II

Te odian todavía dos sacerdotes, padre Luciani. Fueron los primeros en odiarte —sin que jamás te hayan amado, como suele ocurrir.

El primero de ellos sube reptando las escaleras del castillo de San Martino, sube sinuoso y húmedo, el largo cuello pálido estirado, el vientre hundido a ras del mármol, sube en busca de Luciani, sube desde el infierno: el fastidio lo sobrecoge, se enciende su ojo torcido, frunce la nariz enrojecida, pliega el labio leporino, sube desde hace siglos, sube en busca del todavía obispo Albino Luciani —que atiende los asuntos de su diócesis en la sobria oficina— los vidrios de las ventanas se recubren de un vaho de hielo como invisibles cuchillos que anuncian la llegada del visitante.

Es el año de 1962, y todavía faltan a Luciani 7 años para convertirse en Patriarca de Venecia, y 16 para ser Papa, y exactamente 16 años y 33 días para que sor Vincenza lo encuentre muerto —un amanecer de septiembre de 1978, a los 66 años de edad.

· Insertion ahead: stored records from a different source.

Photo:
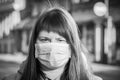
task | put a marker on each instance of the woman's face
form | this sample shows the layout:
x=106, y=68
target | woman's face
x=52, y=50
x=48, y=37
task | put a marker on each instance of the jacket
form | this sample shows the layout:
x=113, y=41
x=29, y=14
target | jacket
x=17, y=75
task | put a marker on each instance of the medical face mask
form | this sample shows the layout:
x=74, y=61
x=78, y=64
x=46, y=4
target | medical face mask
x=52, y=54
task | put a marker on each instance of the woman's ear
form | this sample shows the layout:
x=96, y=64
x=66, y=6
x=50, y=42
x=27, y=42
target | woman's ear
x=36, y=52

Hoy, a pesar del caluroso agosto de 1962, el frío que corta se desprende del cuerpo del sacerdote que avanza, torturado, desde lo profundo, en busca de perdón.

—Padre —se oye remota su voz.

Se ha derrumbado como sombra enroscada en una esquina. Desde allí se oye su voz como dividida en dos acentos, blanco y negro, la voz repta por las baldosas antiguas y sube por el pesado escritorio negro, hace un rodeo ante el crucifijo de madera, pasa por encima de la pluma estilográfica, se unta en su punta de tinta oscura por todo su cuerpo, y al fin suena, el mismo sacerdote se oye complacido, relamiéndose:

—He venido a confesar mi culpa, reverendísimo Luciani, dignísimo obispo del Véneto. Busco otra vez la Salvación que sólo tuve cuando niño.

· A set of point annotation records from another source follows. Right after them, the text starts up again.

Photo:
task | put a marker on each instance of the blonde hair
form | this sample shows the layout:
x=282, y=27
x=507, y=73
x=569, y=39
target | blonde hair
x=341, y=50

Y, después de un silencio implorante, porque no hay respuesta:

—Un pecado más grande que el sol pesa en mis hombros.

Y, más tarde:

—¡Compadézcame!

Y, como el jugador de ajedrez que esgrime un definitivo movimiento sobre el tablero:

—Recuerde su eminencia cuando aceptó la posesión de esta diócesis: dijo en su homilía que el Señor toma a los pequeños del fango de la calle y los pone en alto: toma a la gente de los campos, de las redes del mar, del lago, y hace de ellos apóstoles. Usted dijo que ciertas cosas el Señor no quiere escribirlas ni en el bronce ni en el mármol sino en el polvo, de modo que si queda la escritura sin descompaginarse, sin dispersarse por el viento, todo es obra y mérito del Señor, y que en ese polvo, en usted, eminencia, Dios había escrito la dignidad episcopal. Yo soy polvo también, padre Luciani, corrupto y despreciable, y sin embargo arrepentido. Soy polvo que ruega auxilio del polvo elegido por Nuestro Señor.

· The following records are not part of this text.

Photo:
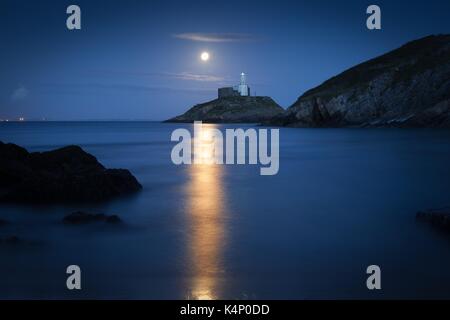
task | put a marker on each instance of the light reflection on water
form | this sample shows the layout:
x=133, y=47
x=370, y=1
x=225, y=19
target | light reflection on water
x=206, y=216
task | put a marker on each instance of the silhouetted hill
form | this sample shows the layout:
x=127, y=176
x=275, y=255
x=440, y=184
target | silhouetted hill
x=232, y=110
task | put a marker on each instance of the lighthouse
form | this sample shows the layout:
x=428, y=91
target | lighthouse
x=244, y=90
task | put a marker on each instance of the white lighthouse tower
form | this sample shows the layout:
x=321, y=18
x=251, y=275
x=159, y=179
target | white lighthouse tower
x=243, y=88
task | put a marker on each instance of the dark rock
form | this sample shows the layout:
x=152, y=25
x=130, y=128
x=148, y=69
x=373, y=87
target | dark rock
x=80, y=217
x=68, y=174
x=437, y=217
x=232, y=110
x=10, y=240
x=407, y=87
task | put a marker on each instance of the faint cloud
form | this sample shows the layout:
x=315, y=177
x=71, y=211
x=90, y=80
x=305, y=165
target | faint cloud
x=19, y=94
x=215, y=37
x=96, y=88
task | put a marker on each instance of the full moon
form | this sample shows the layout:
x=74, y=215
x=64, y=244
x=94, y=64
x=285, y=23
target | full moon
x=204, y=56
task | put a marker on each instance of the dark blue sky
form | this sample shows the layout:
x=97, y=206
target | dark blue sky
x=140, y=59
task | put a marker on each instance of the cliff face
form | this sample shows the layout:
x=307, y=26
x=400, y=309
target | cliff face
x=232, y=110
x=409, y=86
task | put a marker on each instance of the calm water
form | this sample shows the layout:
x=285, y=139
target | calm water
x=342, y=200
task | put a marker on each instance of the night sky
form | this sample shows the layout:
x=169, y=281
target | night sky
x=140, y=59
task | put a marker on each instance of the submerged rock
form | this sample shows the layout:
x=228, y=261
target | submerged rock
x=232, y=110
x=437, y=217
x=407, y=87
x=68, y=174
x=80, y=217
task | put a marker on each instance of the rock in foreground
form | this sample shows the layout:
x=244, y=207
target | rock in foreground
x=232, y=110
x=437, y=217
x=80, y=217
x=68, y=174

Y, después, porque el silencio permanece vivo:

—Mi fuerza no puede con un peso del cual yo mismo soy parte. ¡Ah, es doloroso contar el dolor! Busco en la noche íntima la Llave de la Luz, y no me es posible orar, padre. Ya no puedo rezar.

Otro silencio enterrado.

—Pero es el Señor, en su Dulcísima Esperanza, quien esta mañana rozó mis párpados y me despertó, es el Señor quien me ha increpado: «Ve en busca del probo Luciani, cuéntaselo todo, y haz lo que él diga, cumple la penitencia que sólo él imponga. Sus palabras serán Mis Palabras, su voz será Mi Voz, sus órdenes serán las Mías, ve a él y obedece».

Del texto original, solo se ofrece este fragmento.